La Sedia asegura que abrirá el código cuando se lance la versión definitiva de la herramienta. Esa versión final de Radar Covid también será accesible para personas discapacitadas. Ahora mismo la aplicación no está preparada para personas con determinadas minusvalías.

¿Son eficaces las apps de rastreo?

Como Radar Covid aún no está operativa, Nuria Oliver no entra a valorarla. Pero sí que desliza cuatro limitaciones que, en general, podrían sufrir las aplicaciones de rastreo. Sostiene que existe el riesgo de que estas herramientas reflejen las brechas socioeconómicas de la sociedad. Calcula, por ejemplo, que un 25% de los smartphones del mundo son «muy antiguos» y no son compatibles con el protocolo de baja energía que utilizan las apps de rastreo para intercambiar las claves anónimas.
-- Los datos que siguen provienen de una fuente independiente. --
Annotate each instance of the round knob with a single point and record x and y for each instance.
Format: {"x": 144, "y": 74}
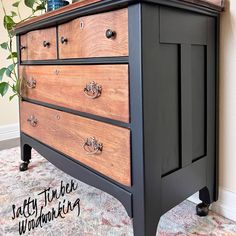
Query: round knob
{"x": 64, "y": 40}
{"x": 110, "y": 34}
{"x": 46, "y": 44}
{"x": 31, "y": 83}
{"x": 32, "y": 121}
{"x": 92, "y": 146}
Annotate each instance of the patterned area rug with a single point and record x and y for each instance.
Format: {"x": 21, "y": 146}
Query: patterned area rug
{"x": 80, "y": 209}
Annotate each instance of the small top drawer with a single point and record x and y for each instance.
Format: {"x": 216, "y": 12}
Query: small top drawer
{"x": 39, "y": 45}
{"x": 100, "y": 35}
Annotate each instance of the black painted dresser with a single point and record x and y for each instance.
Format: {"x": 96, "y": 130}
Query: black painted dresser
{"x": 123, "y": 96}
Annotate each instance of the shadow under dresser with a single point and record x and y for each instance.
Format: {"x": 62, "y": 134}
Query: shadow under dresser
{"x": 123, "y": 95}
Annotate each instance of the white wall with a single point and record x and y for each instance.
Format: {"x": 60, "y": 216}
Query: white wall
{"x": 228, "y": 98}
{"x": 9, "y": 110}
{"x": 227, "y": 197}
{"x": 9, "y": 117}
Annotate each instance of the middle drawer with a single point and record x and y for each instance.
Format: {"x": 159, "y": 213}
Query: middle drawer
{"x": 101, "y": 90}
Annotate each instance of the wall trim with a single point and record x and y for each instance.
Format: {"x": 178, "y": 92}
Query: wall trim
{"x": 225, "y": 206}
{"x": 11, "y": 131}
Todavía no hay ninguna evidencia de que las apps de rastreo sean eficaces»

Nuria Oliver, experta en inteligencia artificial

También apunta al Bluetooth. «No fue diseñado para esto. Hay muchos retos técnicos de sensibilidad del Bluetooth, de interferencias con otros dispositivos. Los teléfonos no saben si llevas mascarilla o no, si estas en un interior o en un exterior [de un edificio], sí hay una mampara protectora o no». En su opinión, estas cuestiones pueden derivar en que las plataformas reporten falsos positivos y falsos negativos.

A la experta en inteligencia artificial también le preocupa que la app solicite la ubicación en teléfonos Android. Hace un último apunte sobre el debate de si la plataforma debe ser centralizada o descentralizada. «Todavía no hay ninguna evidencia de que estas apps sean eficaces para lo que se quiere que sean eficaces (…) Hay preguntas importantes que todavía no se han podido contestar ni en los países que llevan más tiempo con ellas, como Alemania», concluye.